Microbial production of the cancer-preventive glucosinolate Glucoraphanin – Nicotiana benthamiana as tool to alleviate bottle necks in metabolic engineering

C Crocoll; N Mirza; M Reichelt; BA Halkier

doi:10.1055/s-0034-1394538

Planta Medica, Table of Contents

Microbial production of the cancer-preventive glucosinolate Glucoraphanin – Nicotiana benthamiana as tool to alleviate bottle necks in metabolic engineering

C Crocoll ¹, N Mirza ¹, M Reichelt ², BA Halkier ¹

¹DNRF Center of Excellence for Dynamic Molecular Interactions (DynaMo), Section of Molecular Plant Biology, Department of Plant and Environmental Sciences, Faculty of Science, University of Copenhagen, Thorvaldsensvej 40, DK-1871 Frederiksberg, Denmark
²Max Planck Institute for Chemical Ecology, Biochemistry Department, Hans-Knoell-Str. 8, D-07745 Jena, Germany

Abstract

Glucosinolates (GLs) are specialized bioactive compounds characteristic of plants in the order Brassicales, including the model plant Arabidopsis thaliana. GLs are key players in the plant's natural defense system against herbivores and microorganisms. Additional biological functions range from flavor compounds to bio-pesticides. Particularly, glucoraphanin (GRN), the major glucosinolate in broccoli has been associated with broccoli's cancer-preventive properties [1]. GRN is derived from methionine that first undergoes a series of four enzymatic reactions to form the chain-elongated dihomomethionine. Methionine chain-elongation is partially compartmentalized to the chloroplast. Subsequently, dihomomethionine is converted into GRN by a cytosolic seven-step pathway [2]. Recently, we have demonstrated the feasibility to engineer the 13-step pathway of GRN biosynthesis from A. thaliana into the non-cruciferous plant species Nicotiana benthamiana by transient expression [3]. The goal is to ultimately transfer the GRN pathway into a microbial host organism for sustainable production. As proof-of-concept we successfully transferred the pathway for the simple tryptophan-derived indole GLs by stable integration of seven biosynthetic and one supporting gene into the genome of S. cerevisiae [4].

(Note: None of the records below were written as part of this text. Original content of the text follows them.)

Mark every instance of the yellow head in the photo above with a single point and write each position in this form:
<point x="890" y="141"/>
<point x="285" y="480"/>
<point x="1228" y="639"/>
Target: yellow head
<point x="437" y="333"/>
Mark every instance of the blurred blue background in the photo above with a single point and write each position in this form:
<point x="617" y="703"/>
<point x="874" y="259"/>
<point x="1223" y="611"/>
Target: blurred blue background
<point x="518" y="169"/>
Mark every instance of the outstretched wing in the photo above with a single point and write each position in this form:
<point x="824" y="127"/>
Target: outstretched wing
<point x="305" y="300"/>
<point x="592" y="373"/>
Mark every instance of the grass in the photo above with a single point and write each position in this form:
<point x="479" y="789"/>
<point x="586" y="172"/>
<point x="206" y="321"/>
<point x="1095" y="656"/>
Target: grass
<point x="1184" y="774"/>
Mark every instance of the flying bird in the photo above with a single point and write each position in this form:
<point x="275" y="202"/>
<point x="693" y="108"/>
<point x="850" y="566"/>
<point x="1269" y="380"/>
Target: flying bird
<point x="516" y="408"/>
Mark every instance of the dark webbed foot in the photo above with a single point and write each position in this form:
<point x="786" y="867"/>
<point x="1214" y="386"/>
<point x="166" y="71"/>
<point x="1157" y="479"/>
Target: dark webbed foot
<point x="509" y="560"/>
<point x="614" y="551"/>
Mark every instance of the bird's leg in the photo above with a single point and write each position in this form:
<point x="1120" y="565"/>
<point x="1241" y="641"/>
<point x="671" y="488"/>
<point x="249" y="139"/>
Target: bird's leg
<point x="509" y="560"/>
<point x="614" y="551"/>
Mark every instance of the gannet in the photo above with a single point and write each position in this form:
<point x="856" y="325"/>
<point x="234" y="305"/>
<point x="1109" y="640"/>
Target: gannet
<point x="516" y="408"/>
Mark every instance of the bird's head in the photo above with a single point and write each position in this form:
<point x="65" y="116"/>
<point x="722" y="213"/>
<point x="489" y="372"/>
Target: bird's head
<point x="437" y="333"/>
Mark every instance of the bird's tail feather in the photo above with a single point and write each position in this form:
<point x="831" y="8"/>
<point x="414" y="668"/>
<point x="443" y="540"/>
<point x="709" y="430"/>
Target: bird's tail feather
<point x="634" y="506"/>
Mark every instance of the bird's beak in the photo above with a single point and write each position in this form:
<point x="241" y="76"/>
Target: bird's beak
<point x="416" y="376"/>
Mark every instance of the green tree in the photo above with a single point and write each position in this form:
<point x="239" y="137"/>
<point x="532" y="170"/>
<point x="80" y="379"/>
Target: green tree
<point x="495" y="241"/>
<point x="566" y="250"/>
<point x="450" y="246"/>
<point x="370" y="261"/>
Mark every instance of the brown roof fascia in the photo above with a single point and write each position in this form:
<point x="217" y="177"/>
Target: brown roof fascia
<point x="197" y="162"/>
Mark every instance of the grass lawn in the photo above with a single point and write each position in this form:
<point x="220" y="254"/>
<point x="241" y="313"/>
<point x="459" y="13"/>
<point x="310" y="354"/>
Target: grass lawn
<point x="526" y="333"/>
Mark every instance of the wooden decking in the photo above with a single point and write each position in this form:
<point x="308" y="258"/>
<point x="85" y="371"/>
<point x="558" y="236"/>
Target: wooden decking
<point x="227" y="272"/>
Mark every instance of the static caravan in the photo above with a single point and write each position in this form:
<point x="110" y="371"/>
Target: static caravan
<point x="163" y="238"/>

A major challenge in GRN bioengineering is the tight regulation and thus limited availability of free methionine in plants and microorganisms. We could already attenuate this bottleneck in our transient N. benthamiana system by co-expression of feedback-insensitive variants of cystathionine gamma-synthase. This enzyme plays a central role in the regulation of de novo methionine biosynthesis in plants. We are currently in the process of implementing this knowledge into our microbial expression systems yeast and E. coli.

Keywords: Glucosinolates, glucoraphanin, cancer-preventive, metabolic engineering

References:

[1] Juge N, et al. (2007), Cell Mol Life Sci. 64(9): 1105 – 1127.

[2] Sonderby IE, et al. (2010), Trends Plant Sci. 15(5): 283 – 290.

[3] Mikkelsen MD, et al. (2010), Mol Plant. 3(4): 751 – 759.

[4] Mikkelsen MD, et al. (2012), Metabolic Engineering. 14(2): 104 – 111.